The next morning I was happy to go back to the little restaurant where I ate almost every breakfast when I was here previously. They serve a wonderful breakfast of scrambled eggs, fried tomatoes, crunchy hash browns, and thick buttered slices of brown bread with Tibetan cheese, one of the best breakfasts I've had anywhere. At first I was the only customer, before two others showed up. The place, catering to westerners and not Indians, was packed every morning when I was here before, a month earlier. There seem to be few westerners here now, but still lots of Indians. I spent a large part of the day in an internet cafe, with walks around town. It was cloudy all day, with some rain. It rained very hard at night and on the way back to my hotel after dinner my trouser legs got soaked. The little lanes were streaming with water.
The next day was cloudy and foggy, with some rain. I did take a walk around town, stopping at St. Andrew's Church, dating from the 1800's, where a funeral service was going on for a woman named Louise Dunne, who died at 99 years of age, about three months short of her 100th birthday. The church had been closed every other time I walked by.
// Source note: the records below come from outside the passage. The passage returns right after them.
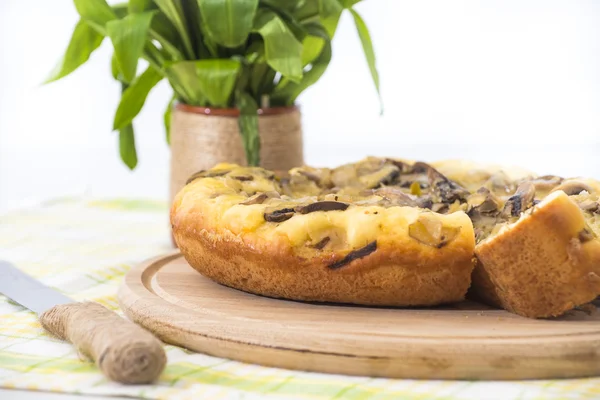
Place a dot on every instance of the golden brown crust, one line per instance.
(539, 267)
(234, 245)
(387, 277)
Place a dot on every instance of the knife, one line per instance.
(124, 351)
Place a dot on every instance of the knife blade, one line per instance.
(28, 292)
(122, 350)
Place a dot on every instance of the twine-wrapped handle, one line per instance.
(123, 351)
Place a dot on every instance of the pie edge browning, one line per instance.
(539, 267)
(415, 274)
(226, 259)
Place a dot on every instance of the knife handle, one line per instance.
(123, 351)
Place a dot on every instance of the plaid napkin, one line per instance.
(84, 247)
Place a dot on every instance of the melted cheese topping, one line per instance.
(221, 199)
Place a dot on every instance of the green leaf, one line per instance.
(114, 68)
(96, 13)
(217, 79)
(365, 39)
(349, 3)
(134, 97)
(204, 82)
(286, 92)
(248, 124)
(287, 95)
(128, 36)
(183, 79)
(174, 11)
(311, 48)
(84, 41)
(327, 8)
(127, 146)
(228, 22)
(136, 6)
(282, 51)
(167, 118)
(120, 10)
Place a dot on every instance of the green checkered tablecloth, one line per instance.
(84, 247)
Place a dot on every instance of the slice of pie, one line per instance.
(395, 232)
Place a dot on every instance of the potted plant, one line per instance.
(236, 68)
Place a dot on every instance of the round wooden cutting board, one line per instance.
(466, 341)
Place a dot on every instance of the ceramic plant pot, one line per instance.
(202, 137)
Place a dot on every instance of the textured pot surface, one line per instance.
(201, 138)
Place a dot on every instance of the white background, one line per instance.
(515, 81)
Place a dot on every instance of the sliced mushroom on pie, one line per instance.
(393, 232)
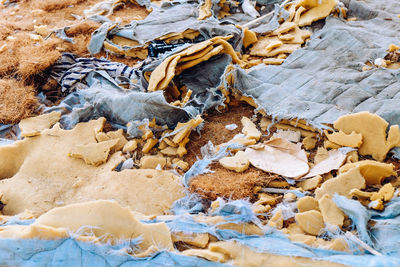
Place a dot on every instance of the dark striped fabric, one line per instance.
(70, 71)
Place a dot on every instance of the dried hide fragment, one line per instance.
(281, 157)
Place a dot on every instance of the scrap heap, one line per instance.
(199, 133)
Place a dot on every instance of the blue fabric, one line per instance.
(70, 252)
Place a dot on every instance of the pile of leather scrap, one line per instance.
(195, 133)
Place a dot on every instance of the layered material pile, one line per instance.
(265, 135)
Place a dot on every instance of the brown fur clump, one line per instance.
(25, 57)
(17, 101)
(50, 5)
After the service I walked through the church and read the wall plaques, including one for General Lloyd, the man who founded Darjeeling and died in 1865. About 6 the clouds opened up a bit and there were good views to the north and northeast. I walked to a viewpoint and enjoyed the views. I could see the hills of Sikkim in the distance. Towards nightfall clouds returned, filled the valley below, and hid the green hills.
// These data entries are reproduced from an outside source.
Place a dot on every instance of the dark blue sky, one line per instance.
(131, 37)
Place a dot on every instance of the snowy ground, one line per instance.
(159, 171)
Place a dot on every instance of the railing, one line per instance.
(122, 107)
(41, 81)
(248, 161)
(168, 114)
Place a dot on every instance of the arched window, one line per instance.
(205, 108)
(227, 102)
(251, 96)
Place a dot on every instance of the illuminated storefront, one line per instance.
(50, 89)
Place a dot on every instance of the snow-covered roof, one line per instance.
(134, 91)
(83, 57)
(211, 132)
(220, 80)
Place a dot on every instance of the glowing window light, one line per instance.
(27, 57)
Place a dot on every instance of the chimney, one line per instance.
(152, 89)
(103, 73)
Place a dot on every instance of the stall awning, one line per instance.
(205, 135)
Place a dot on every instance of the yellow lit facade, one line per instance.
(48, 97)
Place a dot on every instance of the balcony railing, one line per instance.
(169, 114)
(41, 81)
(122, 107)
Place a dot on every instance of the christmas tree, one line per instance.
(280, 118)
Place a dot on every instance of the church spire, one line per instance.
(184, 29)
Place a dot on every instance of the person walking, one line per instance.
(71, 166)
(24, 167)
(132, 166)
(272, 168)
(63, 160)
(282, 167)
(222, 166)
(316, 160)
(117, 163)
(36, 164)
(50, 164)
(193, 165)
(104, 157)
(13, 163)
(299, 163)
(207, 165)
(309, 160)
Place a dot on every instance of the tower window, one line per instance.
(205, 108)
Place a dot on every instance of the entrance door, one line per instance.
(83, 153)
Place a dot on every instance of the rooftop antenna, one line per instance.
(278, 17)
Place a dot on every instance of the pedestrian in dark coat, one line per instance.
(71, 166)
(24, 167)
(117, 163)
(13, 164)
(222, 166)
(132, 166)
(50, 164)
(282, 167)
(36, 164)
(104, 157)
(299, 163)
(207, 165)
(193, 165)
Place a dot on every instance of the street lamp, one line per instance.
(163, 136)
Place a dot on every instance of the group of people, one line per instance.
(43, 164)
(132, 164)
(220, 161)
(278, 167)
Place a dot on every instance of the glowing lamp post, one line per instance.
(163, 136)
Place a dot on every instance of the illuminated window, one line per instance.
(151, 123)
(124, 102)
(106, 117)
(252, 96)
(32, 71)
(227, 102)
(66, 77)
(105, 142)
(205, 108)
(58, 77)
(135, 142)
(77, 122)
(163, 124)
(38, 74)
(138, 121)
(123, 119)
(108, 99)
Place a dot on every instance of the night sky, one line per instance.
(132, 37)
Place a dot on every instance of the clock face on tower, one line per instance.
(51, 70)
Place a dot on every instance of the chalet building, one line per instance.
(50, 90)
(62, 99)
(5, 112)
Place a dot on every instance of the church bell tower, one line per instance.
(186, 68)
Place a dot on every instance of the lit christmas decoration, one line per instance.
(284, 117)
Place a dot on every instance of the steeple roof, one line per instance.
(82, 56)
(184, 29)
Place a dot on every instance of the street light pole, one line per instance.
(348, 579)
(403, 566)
The next morning was again very foggy. I had planned to leave Darjeeling for Mirik, another hill town to the southwest, but was delayed as I waited for a travel agent to get me a train ticket to Calcutta. I was happy to get it as I dreaded again taking buses over that slow, bumpy route. I had thought about traveling across eastern Nepal to Kathmandu from Darjeeling and flying to Bangkok from there, but with all the rain and so much to see in Nepal, I decided to put that off until another time and instead return to Calcutta for a flight to Bangkok and then Saipan. A newspaper I buy periodically has a weather map, now showing the line of the advance of the monsoon, and the line advanced over Calcutta a day or two ago.
The fog lifted in the afternoon and I walked around some. In mid afternoon there were again good views north and northeast and I even saw some blue sky high above. In the late afternoon I walked again to the old Planters' Club just above the Mall and looked around. I had hoped there might be views to the west, but thick clouds hid everything.